There's much consternation in the press this morning following Waterstone's deal with Amazon to sell Kindle and e-books in their stores. Much 'Deal with the devil' kind of comments have been banded about, but I have to say that I don’t understand why there isn't more of this kind of co-operation between physical bookshops and e-book retailers/publishers.
Obviously Amazon is a major player in the industry and as such has a somewhat tainted history in trying to dominate the market, but considering the business models which have to be forced for the future, this kind of joint venture has to be tried.
During my time at England's Lane Books, I became convinced that physical book retailers are the shop window for both e-books and p-books. Everyone seems to love bookshops. If I'd had a pound every time some-one said they loved the shop, I'd be very rich indeed. Well, wealthy enough to be able to open a bookshop myself...
But I digress. People who read books like to browse, especially in independent little shops where some-one has made an eclectic and informed choice of which books to stock, (which doesn't necessarily include books with the largest marketing budgets behind them). In bookshops readers can discover new titles, new authors, or new genres. It's where you can discuss books to your heart's content and get advice on what to buy that 15-year-old nephew who needs encouragement to read. Or the 45-year-old aunt who reads avidly and has every book ever published on her book shelf. At England's Lane Books we had many variations on these customer requests and we loved recommending books for 'difficult' people.
Also publishers (and agents) know that book shops are invaluable spaces for what is now being called 'discoverability' of books; and authors know there isn't a better person to recommend their book, and generate a word-of-mouth snowballing effect for their sales, than a bookseller.
Of course Amazon could be aiming to swallow Waterstones up, and this is a risk Mr Daunt of Waterstones seems willing to take.

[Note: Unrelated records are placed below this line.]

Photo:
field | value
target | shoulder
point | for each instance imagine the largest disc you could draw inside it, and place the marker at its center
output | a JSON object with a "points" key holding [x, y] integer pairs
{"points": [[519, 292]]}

Personally I think he had to do something: falling sales of physical books in contrast to the increase in the sales in e-books makes it hard for any bookseller of p-books. Plus the efforts of the retailer to bring their own e-reader to the market have failed – possibly due to time and cost issues.
In the US, Barnes and Noble (with the help of a cash boost of $300 million from Microsoft) are developing their Nook e-reader so that customers can download book reviews from a code in the shop, and then choose to either buy the hard copy or the e-copy. It remains to be seen if this kind of product will eventually bring enough cash to the retailer to keep the bookshops open.
By the way, the view that by inviting Amazon into Waterstones, the book retailer will introduce more readers to e-books is in my view frankly silly. It smacks of ostrich-like attitude where if you ignore a new development, it won't affect you.
That aside, it’ll be very interesting to see how this new Amazon/Waterstones venture will work out. I for one am hoping it’ll be a success, and that it proves to be a model small independent shops could follow. What’s to stop Apple co-operating with physical bookshops? Imagine if you could walk into somewhere like England’s Lane Books and using your iPad or iPhone, scan QR codes off the book, read the reviews, discuss the book with staff and ultimately download the e-book (or even better, get a buy one get one free deal) in the shop.
As a former bookseller and an economist, the Waterstone/Amazon deal makes sense to me.